Drones are now assisting in discovering mysteries of the past. Recently a GPR equipped autonomous drone helped locate remnants of the P-38 “ECHO “dog fighter air craft of the lost squadron from the lost squadron of WWII.

What came to be known as the Snowball Route during World War II was one on which allied planes would fly. US aircraft hopped across a chain of secret bases in Newfoundland, Greenland, and Iceland to arrive in the United Kingdom as support for Allied forces to push back against a Nazi invasion. However, a group of eight planes was lost in Greenland due to a fierce snowstorm, crash landing on a glacier and getting buried under thick ice.

Jim Salazar, a California businessman became curious and helped form a search team to find out what became known as the Lost Squadron. He and a colleague, Ken McBride, founded a non-profit team called Arctic Hot Point solutions. The goal was to locate the missing planes under the banner of the Fallen American MIA Repatriation Foundation and develop new techniques that could help locate other wrecks, where the pilots’ bodies had never been recovered.

Initially the team pulled ground penetrating radar on sleds, that can look below the surface of the icy glacier and identify large metal objects, but it was slow, treacherous work watching out for crevasses that could swallow up people and equipment and the threat of hungry polar bears looming large.

Matrice 600 (M600) is DJI’s flying platform designed for professional aerial photography and industrial applications

The team achieved a breakthrough with a new approach involving the use of a modified DJI M600 drone to carry the radar.
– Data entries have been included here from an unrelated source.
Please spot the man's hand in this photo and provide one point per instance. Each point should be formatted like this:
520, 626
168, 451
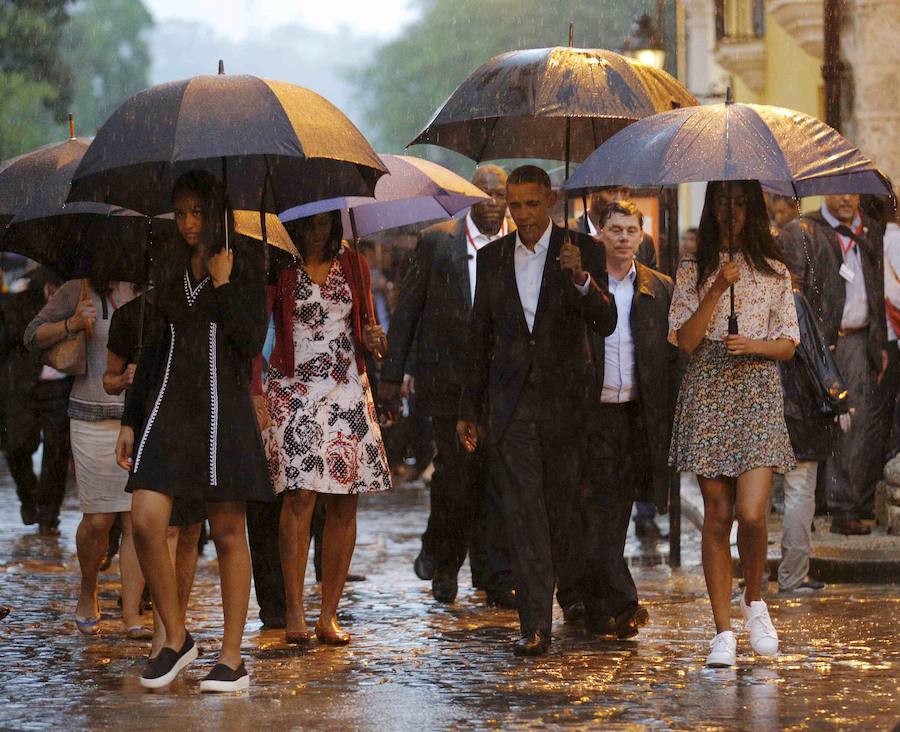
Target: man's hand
261, 409
884, 362
468, 435
84, 317
219, 267
125, 447
570, 259
375, 340
389, 399
739, 345
408, 388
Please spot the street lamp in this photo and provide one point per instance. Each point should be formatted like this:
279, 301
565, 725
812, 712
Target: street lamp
644, 44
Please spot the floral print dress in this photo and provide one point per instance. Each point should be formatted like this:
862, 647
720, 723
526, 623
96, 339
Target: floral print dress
730, 412
324, 435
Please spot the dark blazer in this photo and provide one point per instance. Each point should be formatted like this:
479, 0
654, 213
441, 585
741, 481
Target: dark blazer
814, 255
502, 352
656, 365
430, 323
646, 253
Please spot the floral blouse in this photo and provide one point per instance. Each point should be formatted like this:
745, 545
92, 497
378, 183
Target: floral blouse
764, 304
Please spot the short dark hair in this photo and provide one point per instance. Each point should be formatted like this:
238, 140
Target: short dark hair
622, 208
529, 174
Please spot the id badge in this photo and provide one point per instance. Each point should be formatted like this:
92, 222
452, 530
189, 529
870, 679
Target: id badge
847, 273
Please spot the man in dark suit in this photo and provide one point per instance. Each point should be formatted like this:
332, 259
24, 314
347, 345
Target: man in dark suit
431, 323
837, 254
629, 423
540, 290
35, 405
589, 221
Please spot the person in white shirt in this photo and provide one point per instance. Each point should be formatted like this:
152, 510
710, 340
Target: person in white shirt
540, 291
629, 424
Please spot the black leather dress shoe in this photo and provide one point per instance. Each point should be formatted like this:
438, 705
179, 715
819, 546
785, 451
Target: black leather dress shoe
849, 527
647, 529
424, 567
627, 623
503, 598
573, 613
444, 587
533, 644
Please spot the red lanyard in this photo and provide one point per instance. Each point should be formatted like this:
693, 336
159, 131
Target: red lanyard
502, 232
850, 242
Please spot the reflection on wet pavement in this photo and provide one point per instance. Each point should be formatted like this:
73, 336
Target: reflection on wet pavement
415, 664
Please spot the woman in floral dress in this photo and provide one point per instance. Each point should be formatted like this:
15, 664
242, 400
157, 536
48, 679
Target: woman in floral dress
729, 422
318, 418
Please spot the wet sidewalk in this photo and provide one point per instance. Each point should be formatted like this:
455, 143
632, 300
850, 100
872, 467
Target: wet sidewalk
417, 665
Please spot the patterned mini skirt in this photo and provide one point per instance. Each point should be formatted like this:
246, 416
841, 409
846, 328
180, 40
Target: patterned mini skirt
730, 415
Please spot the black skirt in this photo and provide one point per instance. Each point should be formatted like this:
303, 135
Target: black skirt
198, 438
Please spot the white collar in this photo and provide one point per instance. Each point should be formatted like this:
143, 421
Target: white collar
475, 232
542, 244
630, 275
836, 222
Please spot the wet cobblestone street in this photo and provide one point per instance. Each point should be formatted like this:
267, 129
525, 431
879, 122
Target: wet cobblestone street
416, 665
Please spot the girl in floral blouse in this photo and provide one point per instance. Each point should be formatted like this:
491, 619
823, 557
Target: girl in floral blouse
729, 422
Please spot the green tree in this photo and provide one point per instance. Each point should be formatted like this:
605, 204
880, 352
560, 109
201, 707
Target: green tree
35, 82
411, 76
105, 44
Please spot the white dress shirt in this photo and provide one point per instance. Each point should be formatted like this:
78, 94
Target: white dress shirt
619, 378
530, 273
856, 304
475, 240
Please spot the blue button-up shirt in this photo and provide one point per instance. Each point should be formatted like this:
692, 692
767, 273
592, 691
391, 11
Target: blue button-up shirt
619, 378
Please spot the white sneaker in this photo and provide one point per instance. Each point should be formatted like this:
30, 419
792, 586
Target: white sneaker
763, 637
723, 650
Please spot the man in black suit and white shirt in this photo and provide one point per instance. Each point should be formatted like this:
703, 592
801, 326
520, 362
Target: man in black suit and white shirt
539, 291
431, 322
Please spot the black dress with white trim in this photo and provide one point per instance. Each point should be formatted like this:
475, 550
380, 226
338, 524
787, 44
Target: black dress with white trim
196, 434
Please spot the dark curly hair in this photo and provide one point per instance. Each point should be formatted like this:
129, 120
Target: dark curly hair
333, 247
211, 193
758, 243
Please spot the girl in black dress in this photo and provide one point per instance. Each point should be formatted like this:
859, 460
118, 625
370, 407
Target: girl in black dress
198, 439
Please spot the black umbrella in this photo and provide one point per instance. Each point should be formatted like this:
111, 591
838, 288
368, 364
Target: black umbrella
787, 151
70, 238
275, 145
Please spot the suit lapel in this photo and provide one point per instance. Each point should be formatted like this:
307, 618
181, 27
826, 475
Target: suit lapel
549, 275
509, 275
459, 258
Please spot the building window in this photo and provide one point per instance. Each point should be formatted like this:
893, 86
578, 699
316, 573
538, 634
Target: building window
739, 20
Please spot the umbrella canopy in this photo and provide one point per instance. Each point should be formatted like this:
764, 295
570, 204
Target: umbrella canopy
787, 151
256, 134
415, 190
69, 238
518, 103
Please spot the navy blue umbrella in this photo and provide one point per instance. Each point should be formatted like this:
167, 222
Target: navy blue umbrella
787, 151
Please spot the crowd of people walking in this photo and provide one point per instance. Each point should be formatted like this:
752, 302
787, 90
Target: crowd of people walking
564, 377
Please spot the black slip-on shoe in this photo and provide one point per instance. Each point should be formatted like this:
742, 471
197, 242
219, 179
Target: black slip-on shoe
532, 644
627, 623
224, 679
162, 670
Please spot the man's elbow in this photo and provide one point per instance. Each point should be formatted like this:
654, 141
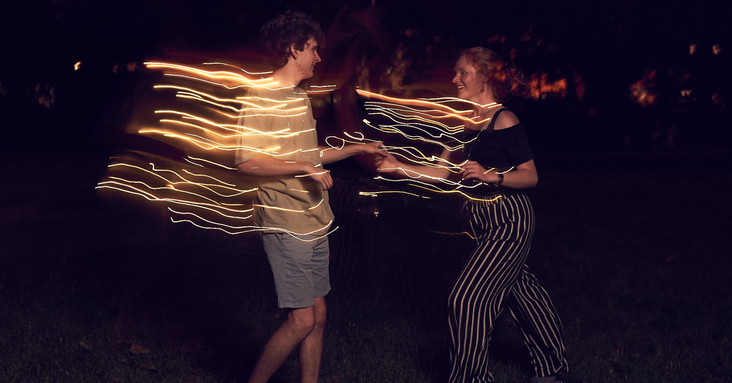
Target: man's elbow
534, 181
244, 168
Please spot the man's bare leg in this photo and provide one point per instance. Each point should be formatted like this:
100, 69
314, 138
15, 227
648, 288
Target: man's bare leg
311, 348
299, 324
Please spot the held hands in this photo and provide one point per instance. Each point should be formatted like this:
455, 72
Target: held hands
376, 147
387, 164
322, 176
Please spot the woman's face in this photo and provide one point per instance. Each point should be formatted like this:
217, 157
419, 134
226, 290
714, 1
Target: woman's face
468, 80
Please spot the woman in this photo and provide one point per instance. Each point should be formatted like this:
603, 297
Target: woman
497, 155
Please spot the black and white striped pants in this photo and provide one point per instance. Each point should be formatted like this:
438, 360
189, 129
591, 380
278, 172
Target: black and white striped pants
496, 277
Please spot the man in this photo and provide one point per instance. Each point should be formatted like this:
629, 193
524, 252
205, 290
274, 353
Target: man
278, 141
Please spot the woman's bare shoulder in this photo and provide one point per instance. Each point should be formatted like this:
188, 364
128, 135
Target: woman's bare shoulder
506, 120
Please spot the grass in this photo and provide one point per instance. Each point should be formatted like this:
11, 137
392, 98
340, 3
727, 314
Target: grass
636, 259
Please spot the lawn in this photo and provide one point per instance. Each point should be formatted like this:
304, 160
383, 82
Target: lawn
634, 250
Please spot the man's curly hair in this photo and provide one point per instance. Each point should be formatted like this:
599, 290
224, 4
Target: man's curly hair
290, 28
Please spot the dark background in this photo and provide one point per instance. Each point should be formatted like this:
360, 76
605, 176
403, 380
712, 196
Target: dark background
606, 46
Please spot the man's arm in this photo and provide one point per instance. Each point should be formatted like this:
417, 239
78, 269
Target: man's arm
330, 155
263, 165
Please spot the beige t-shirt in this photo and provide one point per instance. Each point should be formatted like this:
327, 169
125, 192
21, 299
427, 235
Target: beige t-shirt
280, 123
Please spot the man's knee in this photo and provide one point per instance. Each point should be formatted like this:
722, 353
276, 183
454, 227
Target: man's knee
321, 312
302, 321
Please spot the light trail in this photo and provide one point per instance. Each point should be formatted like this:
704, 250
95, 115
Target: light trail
210, 119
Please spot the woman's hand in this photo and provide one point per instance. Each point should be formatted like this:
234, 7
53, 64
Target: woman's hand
473, 170
387, 164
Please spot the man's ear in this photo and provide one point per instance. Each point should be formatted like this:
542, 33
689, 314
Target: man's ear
293, 51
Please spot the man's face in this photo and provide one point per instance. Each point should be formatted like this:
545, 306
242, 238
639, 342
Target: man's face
307, 58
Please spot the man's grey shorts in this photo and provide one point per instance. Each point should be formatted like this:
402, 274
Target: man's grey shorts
299, 266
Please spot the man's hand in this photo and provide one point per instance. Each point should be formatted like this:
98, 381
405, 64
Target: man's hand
376, 147
322, 176
387, 164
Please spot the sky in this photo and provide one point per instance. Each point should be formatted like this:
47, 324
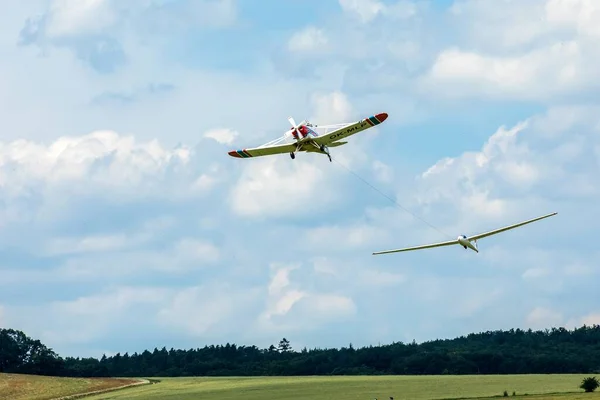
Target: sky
124, 224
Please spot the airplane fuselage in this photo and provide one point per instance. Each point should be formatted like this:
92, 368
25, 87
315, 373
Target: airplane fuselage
466, 243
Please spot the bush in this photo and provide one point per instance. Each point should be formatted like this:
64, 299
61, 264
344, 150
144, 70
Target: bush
589, 384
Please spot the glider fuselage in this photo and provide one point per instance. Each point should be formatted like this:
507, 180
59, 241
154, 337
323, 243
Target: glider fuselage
464, 242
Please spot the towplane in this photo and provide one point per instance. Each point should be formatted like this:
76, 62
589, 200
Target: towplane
311, 138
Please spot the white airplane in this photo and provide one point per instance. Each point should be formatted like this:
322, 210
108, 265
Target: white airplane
310, 138
464, 241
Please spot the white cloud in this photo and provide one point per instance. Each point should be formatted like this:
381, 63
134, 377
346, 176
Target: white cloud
276, 186
458, 73
223, 135
368, 10
591, 319
208, 309
94, 163
541, 318
69, 17
533, 273
290, 308
583, 15
309, 39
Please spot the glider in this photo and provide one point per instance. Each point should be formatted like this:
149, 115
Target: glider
310, 138
464, 241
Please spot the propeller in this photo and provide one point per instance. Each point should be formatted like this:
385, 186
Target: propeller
295, 127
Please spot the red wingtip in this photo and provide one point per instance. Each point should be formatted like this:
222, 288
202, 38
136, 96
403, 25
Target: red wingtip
381, 117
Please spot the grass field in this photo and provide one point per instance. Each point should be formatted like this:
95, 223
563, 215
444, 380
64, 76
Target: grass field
32, 387
363, 387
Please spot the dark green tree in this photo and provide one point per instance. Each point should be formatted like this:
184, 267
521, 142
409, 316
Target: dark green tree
589, 384
284, 346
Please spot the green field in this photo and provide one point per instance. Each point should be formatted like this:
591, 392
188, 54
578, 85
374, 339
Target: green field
358, 387
33, 387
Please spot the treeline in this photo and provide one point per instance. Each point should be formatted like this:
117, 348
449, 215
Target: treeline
556, 350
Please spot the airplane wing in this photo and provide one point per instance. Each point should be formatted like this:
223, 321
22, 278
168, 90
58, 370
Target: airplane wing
351, 129
495, 231
425, 246
263, 151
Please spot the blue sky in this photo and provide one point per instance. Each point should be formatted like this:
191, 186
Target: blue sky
125, 225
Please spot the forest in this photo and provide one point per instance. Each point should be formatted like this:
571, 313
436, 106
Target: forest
514, 351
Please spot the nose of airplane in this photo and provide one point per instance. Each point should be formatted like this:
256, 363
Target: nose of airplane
381, 117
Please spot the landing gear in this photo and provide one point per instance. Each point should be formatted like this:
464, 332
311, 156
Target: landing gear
325, 150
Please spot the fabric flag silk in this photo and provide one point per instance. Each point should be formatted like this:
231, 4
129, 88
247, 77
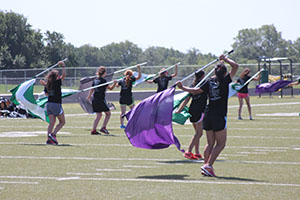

Not only did the drone cover as much territory in a half hour flight as the ground team covered in a day, it was also far safer and more comfortable for the team to stay sheltered. Salazar and Mcbride were joined by Mario Carnevale and Myles Danforth of Hager GeoScience Inc. and Janis Kuze and Alexey Dobrovolskiy of SPH Engineering, developers of the UgCS software the team used on this mission.

When the drone detected an anomaly 300 feet below the surface and after confirmation the team dug into the ice using water from a hot pressure washer to tunnel down. When they pulled the probe back up, it was covered in a thick red liquid. While they were confused initially, experts informed them that this was likely a type of hydraulic fluid specific to the P-38 warplane. The mission will continue next summer, when the search team will return and attempt to dig the plane up.

The use of drones to carry ground penetrating radar could have other important applications. A team of researchers from Bogota, Columbia recently showed off a design for a drone with ground penetrating radar that they hope can be used to search for landmines buried deep underground. Along with digging out the P-38, Salazar and his collaborators will continue the search for missing crew from a Coast Guard crash to finally bringing their bodies’ home.